Правда, существуетъ, какъ ты это вѣрно замѣтилъ, особый видъ грубаго и невѣжественнаго скептицизма: послѣдній наполняетъ толпу общимъ предубѣжденіемъ противъ того, что не легко ею понимается и заставляетъ ее отвергать всякій принципъ, требующій для своего доказательства и установленія тщательнаго размышленія. Но этотъ видъ скептицизма пагубенъ для знанія, а не для религіи: вѣдь мы видимъ, что тѣ, кто особенно твердо его придерживается, часто принимаютъ не только великія истины теизма и естественнаго богословія, но даже самыя нелѣпыя положенія, которыя рекомендуетъ имъ традиціонное суевѣріе. Они твердо вѣрятъ въ вѣдьмъ, хотя не желаютъ ни повѣрить, ни вслушаться въ самое простое положеніе Евклида. Но утонченные скептики-философы впадаютъ въ непослѣдовательность противоположнаго характера. Они проникаютъ со своими изысканіями въ самые темные уголки науки и каждый отдѣльный шагъ ихъ сопровождается ихъ согласіемъ сообразно той очевидности, которую они находятъ. Они даже принуждены сознаться, что самыми темными и далекими являются какъ разъ объекты, которые всего лучше объяснены философіей; и дѣйствительно, свѣтъ уже анализированъ, истинная система небесныхъ тѣлъ открыта и удостовѣрена, — но питаніе тѣлъ до сихъ поръ остается неизъяснимой тайной, сцѣпленіе частицъ матеріи — все еще непонятно для насъ. Поэтому, такіе скептики принуждены въ любомъ вопросѣ разсматривать особливо очевидность каждаго отдѣльнаго доказательства и сообразовать свое согласіе съ той степенью очевидности, которую они находятъ. Такъ поступаютъ они во всѣхъ естественныхъ, математическихъ, моральныхъ и политическихъ наукахъ. Но почему-же, спрашивается, не поступать также въ наукахъ богословскихъ, въ религіи? Почему именно только выводы такого рода должны быть отвергаемы на основаніи общаго предположенія о немощи человѣческаго разума и безъ спеціальнаго разбора ихъ очевидности? Развѣ такое неравномѣрное отношеніе не является яснымъ доказательствомъ предубѣжденія и пристрастія?
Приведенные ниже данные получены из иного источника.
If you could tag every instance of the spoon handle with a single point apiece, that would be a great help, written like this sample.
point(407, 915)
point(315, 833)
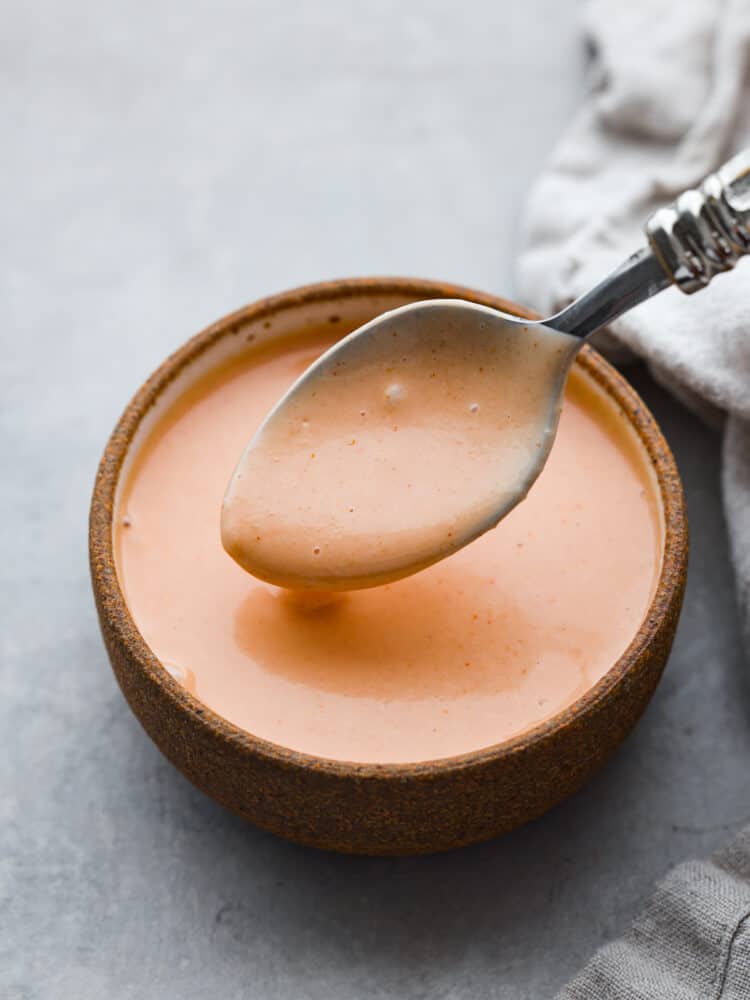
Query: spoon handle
point(704, 232)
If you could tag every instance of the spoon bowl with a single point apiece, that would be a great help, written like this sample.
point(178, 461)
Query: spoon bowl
point(434, 419)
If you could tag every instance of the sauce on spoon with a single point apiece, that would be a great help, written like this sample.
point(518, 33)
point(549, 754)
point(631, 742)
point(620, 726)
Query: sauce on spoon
point(394, 454)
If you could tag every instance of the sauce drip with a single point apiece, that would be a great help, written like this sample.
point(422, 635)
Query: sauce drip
point(503, 634)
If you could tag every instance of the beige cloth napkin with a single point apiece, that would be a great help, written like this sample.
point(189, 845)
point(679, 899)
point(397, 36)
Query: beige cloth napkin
point(669, 102)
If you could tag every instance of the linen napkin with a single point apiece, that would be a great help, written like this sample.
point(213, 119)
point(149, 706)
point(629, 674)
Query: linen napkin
point(669, 102)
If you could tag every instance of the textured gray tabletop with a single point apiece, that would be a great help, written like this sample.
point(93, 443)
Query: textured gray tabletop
point(163, 163)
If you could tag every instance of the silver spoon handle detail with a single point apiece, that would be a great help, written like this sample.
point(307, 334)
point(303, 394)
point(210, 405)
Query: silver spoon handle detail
point(704, 232)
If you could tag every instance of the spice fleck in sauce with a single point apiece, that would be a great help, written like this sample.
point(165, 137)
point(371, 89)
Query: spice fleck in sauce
point(481, 646)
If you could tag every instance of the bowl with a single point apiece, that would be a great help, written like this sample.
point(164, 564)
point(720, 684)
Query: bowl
point(382, 809)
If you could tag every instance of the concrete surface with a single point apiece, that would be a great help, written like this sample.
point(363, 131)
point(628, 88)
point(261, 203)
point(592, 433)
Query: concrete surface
point(162, 163)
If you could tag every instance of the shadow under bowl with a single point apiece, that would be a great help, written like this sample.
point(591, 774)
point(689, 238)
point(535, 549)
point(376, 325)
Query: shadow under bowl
point(376, 808)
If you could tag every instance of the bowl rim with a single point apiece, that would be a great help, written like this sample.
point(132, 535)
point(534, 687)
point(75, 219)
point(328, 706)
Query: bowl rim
point(112, 602)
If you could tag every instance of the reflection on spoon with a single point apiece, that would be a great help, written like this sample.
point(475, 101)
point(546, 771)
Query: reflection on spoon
point(421, 430)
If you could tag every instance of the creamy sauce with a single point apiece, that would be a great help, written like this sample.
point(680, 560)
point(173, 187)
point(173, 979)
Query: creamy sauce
point(483, 645)
point(391, 456)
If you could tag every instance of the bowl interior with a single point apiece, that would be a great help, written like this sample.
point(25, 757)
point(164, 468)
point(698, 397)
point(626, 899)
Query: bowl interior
point(289, 316)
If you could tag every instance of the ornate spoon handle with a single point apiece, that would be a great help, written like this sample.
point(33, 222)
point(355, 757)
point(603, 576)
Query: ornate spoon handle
point(705, 231)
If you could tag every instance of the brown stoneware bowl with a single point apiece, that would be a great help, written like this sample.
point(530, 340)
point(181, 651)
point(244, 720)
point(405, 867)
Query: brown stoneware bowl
point(375, 808)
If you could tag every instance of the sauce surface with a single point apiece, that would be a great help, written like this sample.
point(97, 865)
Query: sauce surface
point(396, 450)
point(485, 644)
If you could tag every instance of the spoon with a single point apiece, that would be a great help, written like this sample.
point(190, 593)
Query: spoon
point(422, 429)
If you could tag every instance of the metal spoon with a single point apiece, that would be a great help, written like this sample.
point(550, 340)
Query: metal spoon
point(704, 232)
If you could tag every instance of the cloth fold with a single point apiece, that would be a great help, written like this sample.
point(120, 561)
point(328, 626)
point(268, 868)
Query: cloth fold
point(669, 102)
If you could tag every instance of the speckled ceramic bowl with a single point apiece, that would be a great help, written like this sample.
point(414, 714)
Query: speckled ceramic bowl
point(375, 808)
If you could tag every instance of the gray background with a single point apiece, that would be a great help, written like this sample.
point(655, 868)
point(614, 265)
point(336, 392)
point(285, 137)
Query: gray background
point(163, 163)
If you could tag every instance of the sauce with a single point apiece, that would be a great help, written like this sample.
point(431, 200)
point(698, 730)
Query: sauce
point(420, 437)
point(481, 646)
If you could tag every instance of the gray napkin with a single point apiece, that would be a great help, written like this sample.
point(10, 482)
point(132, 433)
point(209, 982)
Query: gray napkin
point(669, 102)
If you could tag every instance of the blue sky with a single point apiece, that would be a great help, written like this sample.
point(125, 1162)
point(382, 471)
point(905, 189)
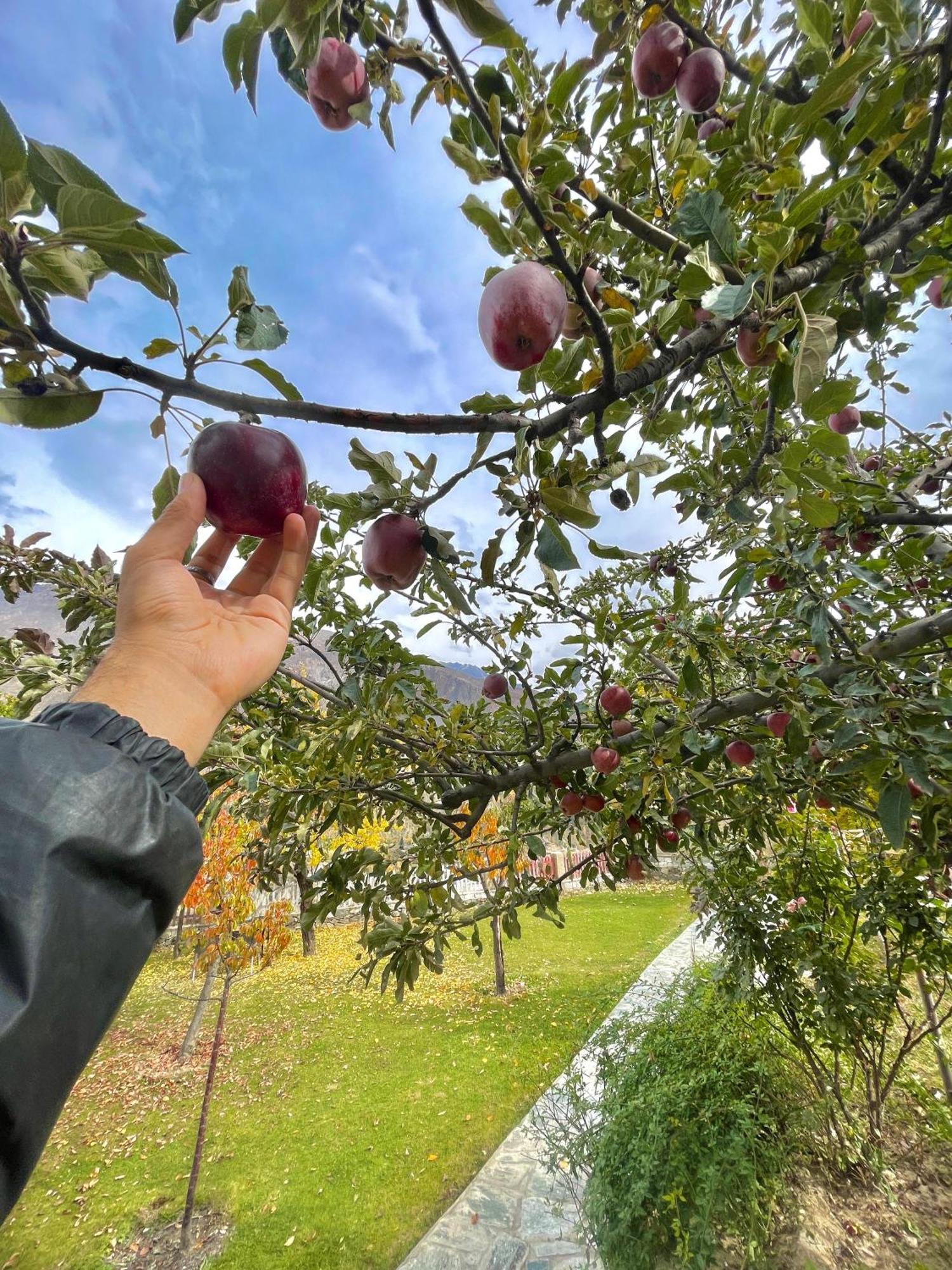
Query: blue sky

Ты говоришь, что наши чувства обманчивы, что нашъ умъ подверженъ заблужденіямъ, что идеи наши даже о самыхъ обычныхъ предметахъ — о протяженіи, длительности, движеніи, — полны нелѣпостей и противорѣчій. Ты бросаешь мнѣ вызовъ, предлагая разрѣшить тѣ трудности и примирить тѣ противорѣчія, которыя ты находишь въ этихъ идеяхъ. Я не способенъ выполнить такую огромную задачу, у меня нѣтъ для нея времени и я нахожу ее излишней. Твой собственный образъ дѣйствій на каждомъ шагу опровергаетъ твои принципы и показываетъ, что ты твердо полагаешься на всѣ общепринятыя правила науки, этики, здраваго разсудка и поведенія.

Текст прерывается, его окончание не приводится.